The Science Behind…

King Henry VIII and His Wives’ Miscarriages…


Science has come along way in the last centuries, it was able to solve many mysteries which were left unsolved for decades. With advances in technology, DNA analysis, and a better understanding of medical symptoms it’s no surprise that Catherine of Aragon who doctors said had ‘a black patch on her heart.’ died of cancer, a disease not understood at that time but recognized easily today. Technologies and advancements in science shed light on a lot of things dismissed or not understood by Tudor Era England, including the ailments of Henry VIII and the miscarriages of his wives, Catherine and Anne (the latter which he famously had executed after three short years of marriage and nearly eight of courtship).

So what caused a monarch who was basically the Leonardo DiCaprio of his day when he was younger often described as charismatic, eye-catching and even caring, for a member of the Royal family, to be remembered in a tainted more grim illustration of a gluttonous, impaired, selfish ruler with a habit of executing wives on false charges of adultery?

Research which was conducted in 2011 by bio archaeologist Catrina Banks Whitley while still a graduate student at Southern Methodist University and anthropologist Kyra Kramer, claim a Kell antigen blood disorder was a reason for the numerous miscarriages Henry’s wives suffered often late in pregnancy.

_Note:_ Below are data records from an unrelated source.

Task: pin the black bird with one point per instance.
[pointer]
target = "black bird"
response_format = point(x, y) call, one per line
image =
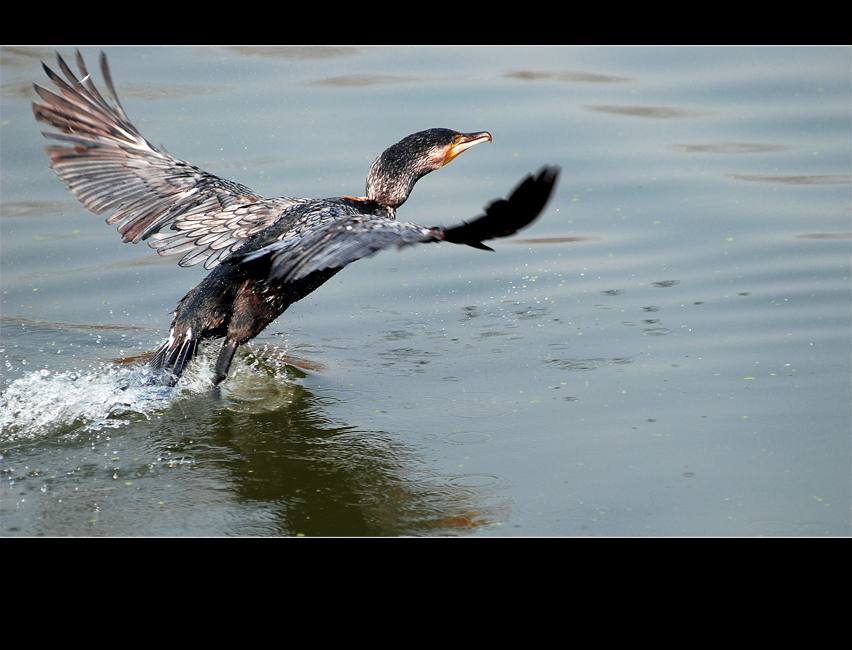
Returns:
point(265, 254)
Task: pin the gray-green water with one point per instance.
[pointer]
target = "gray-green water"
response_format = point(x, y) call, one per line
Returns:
point(666, 352)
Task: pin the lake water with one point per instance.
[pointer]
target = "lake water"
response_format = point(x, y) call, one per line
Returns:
point(666, 352)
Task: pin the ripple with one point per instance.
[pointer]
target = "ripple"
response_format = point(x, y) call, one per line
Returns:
point(817, 179)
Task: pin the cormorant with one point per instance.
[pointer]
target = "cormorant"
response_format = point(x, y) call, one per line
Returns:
point(265, 254)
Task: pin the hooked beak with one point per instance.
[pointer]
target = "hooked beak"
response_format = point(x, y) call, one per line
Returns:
point(465, 141)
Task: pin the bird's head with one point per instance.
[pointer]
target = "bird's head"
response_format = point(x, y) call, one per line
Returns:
point(394, 173)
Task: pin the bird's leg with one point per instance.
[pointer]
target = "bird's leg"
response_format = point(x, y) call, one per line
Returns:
point(224, 361)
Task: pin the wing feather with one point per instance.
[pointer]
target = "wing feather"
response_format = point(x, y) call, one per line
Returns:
point(110, 168)
point(340, 239)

So what does that mean?  A Kell negative woman (such as Anne) who has multiple pregnancies with a Kell positive man (Henry VIII) can produce a healthy, Kell positive child in a first pregnancy (Elizabeth is a prime example of this) but the antibodies she produces during that first pregnancy will cross the placenta and attack a Kell positive fetus in any follow-up pregnancies.

As they write in The Historical Journal and also on the popular Tudor website The Anne Boleyn Files, the researchers found a pattern between “the Kell blood group incompatibility being consistent with the pregnancies of Henry’s first two wives, Catherine of Aragon and Anne Boleyn.” If Henry also suffered from McLeod syndrome, a genetic disorder specific to the Kell blood group, it would finally provide an explanation for his shift in both physical form and personality from handsome and agreeable to lackluster and tyrannical . Whitley and Kramer having  “identified the causal medical condition underlying Henry’s reproductive problems and psychological deterioration,” may be the answer to an age-old myth notorious to the time that the LORD was angry with the Monarch for his wife choice .

Many people, even those with minimal historical background, know that Henry married six women, two of whom he famously executed, and broke England’s ties with the Catholic Church – all in pursuit of a marital union that would produce a male heir. His brief, shining moment of glory with the birth of his son Edward was short-lived when the sickly prince died before he even reached his sixteenth birthday. In college, as a history major, most Historians have long debated theories of illness and injury that might explain the physical deterioration and frightening, tyrannical behavior that he began to display after his 40th birthday but not so much to the unsuccessful pregnancies of his wives in an age of newly developing medical care coupled with poor nutrition and hygiene.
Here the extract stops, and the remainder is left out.